A person or organization can usually put a lien on a home any time a person fails to take care of a debt. This includes cases of unpaid taxes, child support and some marital actions. Doing so usually requires giving the homeowner notice and filing paperwork with local authorities, however, and it's usually not possible to sell the property without a formal court judgment first.
A lien is the legal term for the right of one party to sell property that belongs to someone else. When a homeowner has one of these claims against his house, it can create serious problems, such as making it harder to find a buyer or to refinance. Some individuals also end up turned out of their homes.
In most cases, when someone owes any kind of debt acquired through borrowing, not paying for goods or services or from previous legal judgments, the person or organization owed can take him to court. If the judge finds in favor of the plaintiff, he might put a lien on the debtor's home. The plaintiff then may sell the property if the debtor can't bring his account current, giving any extra funds from the sale back to the homeowner.
Typically, a judge tries to arrange alternative ways to erase debts, such as wage garnishment, because often the value of the property exceeds the amount on the homeowner's delinquent account. A court doesn't want to sell a home worth $300,000 US Dollars (USD) for a debt of only $10,000 USD, for example, but it will do so if the property truly is the only thing of value the homeowner has and no other options are available. Additionally, plaintiffs are not always limited to one recovery method once they receive a judgment in a lawsuit, so if the amount owed is big enough, they might go after things like the debtor's car in addition to the home.
Mortgage agreements are perhaps the most common sources of home liens within the larger judgment category. When a person borrows money to buy a home, the lending institution places a claim on it until the mortgage is paid in full. If the homeowner doesn't keep up with payments, the lender might try to foreclose and take the property. The situation is similar when a homeowner takes out a second mortgage or home equity line of credit.
A government may put a legal claim on a home in some cases. It typically resorts to this when people owe local, state or federal taxes and other methods of payment collection haven't been successful. The tax office might assess additional penalties, fees and interest on top of trying to get the property. In the United States, the Internal Revenue Service is responsible for the enforcement of tax payment and the placement of liens.
When a person has not paid his property taxes and his home also has a current mortgage, the lender often steps up and pays the balance.

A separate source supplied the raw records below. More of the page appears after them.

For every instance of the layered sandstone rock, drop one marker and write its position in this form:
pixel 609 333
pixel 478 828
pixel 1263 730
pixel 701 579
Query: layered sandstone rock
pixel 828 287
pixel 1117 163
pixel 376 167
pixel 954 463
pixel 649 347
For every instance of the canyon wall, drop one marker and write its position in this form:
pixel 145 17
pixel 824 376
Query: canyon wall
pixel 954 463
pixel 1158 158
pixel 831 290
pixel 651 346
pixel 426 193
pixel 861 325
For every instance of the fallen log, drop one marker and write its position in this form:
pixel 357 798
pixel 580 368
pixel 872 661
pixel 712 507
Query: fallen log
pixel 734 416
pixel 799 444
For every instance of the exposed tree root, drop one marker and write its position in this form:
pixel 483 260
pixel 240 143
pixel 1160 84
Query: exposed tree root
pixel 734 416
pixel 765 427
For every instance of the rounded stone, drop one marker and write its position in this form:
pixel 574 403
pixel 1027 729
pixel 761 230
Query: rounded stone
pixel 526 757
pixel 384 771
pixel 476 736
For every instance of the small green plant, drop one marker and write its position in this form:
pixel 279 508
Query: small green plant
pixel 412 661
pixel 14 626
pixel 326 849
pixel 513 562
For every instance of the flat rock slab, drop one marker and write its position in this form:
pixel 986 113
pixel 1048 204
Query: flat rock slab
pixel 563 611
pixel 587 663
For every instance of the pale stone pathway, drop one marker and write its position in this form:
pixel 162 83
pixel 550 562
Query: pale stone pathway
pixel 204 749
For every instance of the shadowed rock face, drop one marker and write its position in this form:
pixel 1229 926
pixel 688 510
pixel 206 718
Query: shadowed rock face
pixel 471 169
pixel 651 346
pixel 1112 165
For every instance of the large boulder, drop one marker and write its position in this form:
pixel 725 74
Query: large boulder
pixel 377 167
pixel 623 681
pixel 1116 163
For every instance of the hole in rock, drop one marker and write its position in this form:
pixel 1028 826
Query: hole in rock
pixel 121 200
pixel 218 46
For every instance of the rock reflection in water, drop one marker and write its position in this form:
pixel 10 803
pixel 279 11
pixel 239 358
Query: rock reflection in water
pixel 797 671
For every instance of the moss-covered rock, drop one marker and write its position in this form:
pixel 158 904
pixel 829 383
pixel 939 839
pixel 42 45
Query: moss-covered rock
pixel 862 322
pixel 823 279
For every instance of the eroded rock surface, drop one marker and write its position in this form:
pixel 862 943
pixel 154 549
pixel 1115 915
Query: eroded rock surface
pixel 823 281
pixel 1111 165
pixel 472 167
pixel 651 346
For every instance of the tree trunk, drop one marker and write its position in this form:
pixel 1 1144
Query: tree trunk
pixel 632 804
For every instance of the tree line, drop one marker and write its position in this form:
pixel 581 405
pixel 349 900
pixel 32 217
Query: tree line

As an entity with a financial interest in the house, the bank would rather do this than see it sold. It adds the amount of tax paid to the mortgage balance, however, so the homeowner still has to deal with the delinquency eventually.
If a person works with a contractor, such as an electrician or a plumber, and doesn't pay his bill, the contractor can place a mechanic's lien on the debtor's home. Some people authorize this when they make payment arrangements on large improvement projects. Many times, workers won't try to take the property by going to court, but because the claim technically is still valid, it restricts the homeowner's property and financial options.
Courts may allow a person to put a claim on someone's house in two major domestic instances. The first is if the homeowner owes a significant amount in child support. The second is during marital actions in which one spouse wants the lien in order to cover attorney costs. This happens only when the home is legally viewed as community property, and if it is granted, it doesn't effect the other spouse's interest in the home.
Points to Consider
Securing rights on a home requires that a person or organization go through the proper legal channels, which usually means giving the debtor formal notice of the intent to file paperwork with the proper local authority. The filer also usually has to publish the claim, alerting the public to his rights. This sequence, along with the fact that enforcement typically requires going to court, makes it quite rare that anyone would be in danger of losing their home because they weren't aware of their obligations.
Sometimes, a homeowner ends up with multiple filings against his property. In this case, current laws determine which entity gets priority. Ones that take precedence are known as superior, while secondary claims are called junior.
This kind of legal action connects to bad debt and, therefore, can cause a person's credit score to drop. As with repeat bankruptcies, having multiple claims is worse than having a single one. It is to a person's financial benefit to do all he can to get his credit back in good standing in these cases.